J’avais plaidé pour la reconnaissance d’intérêt général du trafic de wagons isolés. Notre collègue, lui, avait souligné la nécessité de déclarer le trafic de wagons isolés d’intérêt général comme première étape nécessaire, mais non suffisante, pour autoriser l’octroi de subventions au secteur du fret, dans la ligne de la jurisprudence Altmark. Une telle déclaration d’intérêt général permettait de ne pas courir le risque de voir des aides publiques qualifiées d’« aides déguisées de l’État ».

Avec la crise du secteur des transports, on assiste à un abandon du wagon isolé avec un report systématique du trafic ferroviaire vers la route. La décision incompréhensible de suppression par La Poste des TGV postaux – 10 liaisons hebdomadaires supprimées sur 40 ! – conforte cette situation et participe largement à la baisse du trafic ferroviaire de marchandises. Cette baisse de près de 25 % est en contradiction totale avec les orientations du Gouvernement sur le report modal et l’objectif fixé d’augmenter la part modale du routier et du non aérien de 14 % à 25 % à l’échéance 2012.

Lors de cette deuxième lecture, je veux encore une fois attirer votre attention sur la situation particulière du fret ferroviaire, et particulièrement du trafic de wagons isolés.

Comme nous l’avons dit en commission, avec 600 millions d’euros de déficit pour 2009, le fret ferroviaire est structurellement déficitaire, indépendamment de la question de l’organisation du travail dans les entreprises concernées.

Pour réussir, la SNCF doit avoir une réelle volonté de coopération et redimensionner le dispositif de production en vue de le rendre plus performant. C’est la raison pour laquelle elle doit rester engagée sur ces trafics indispensables pour de nombreuses entreprises, car irriguant l’ensemble de notre territoire.

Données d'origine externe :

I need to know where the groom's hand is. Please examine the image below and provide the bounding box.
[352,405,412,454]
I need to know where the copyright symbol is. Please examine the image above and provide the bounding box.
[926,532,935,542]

Telle est la condition d’un réel report modal. Or l’entreprise publique ne pourra y parvenir sans le soutien de l’État, qui ne pourra lui-même apporter des aides à cette entreprise en l’absence d’une déclaration d’intérêt général. D’ailleurs, le Conseil national des transports, dans un avis rendu le 28 mai 2007, déclare que la notion d’intérêt général, telle qu’elle ressort de la LOTI, qui ne contredit en rien la législation européenne, est tout à fait appropriée pour lancer de nouvelles actions ou renforcer des actions en cours. Le Conseil évoque notamment les wagons isolés « dans l’attente de leur pleine maturité permettant une régulation économique avec les instruments classiques que sont la réglementation technique et les dispositifs fiscaux ».

Nous devons soutenir cette activité, la rationaliser et l’organiser efficacement, car elle constitue une alternative crédible au transport routier de bout en bout et recèle, à ce titre, un important potentiel de développement. Grâce à celle, nos entreprises locales pourront continuer de vivre. C’est pourquoi je vous propose de reconnaître le caractère d’intérêt général au trafic de wagons isolés.

M. le président. Quel est l’avis de la commission ?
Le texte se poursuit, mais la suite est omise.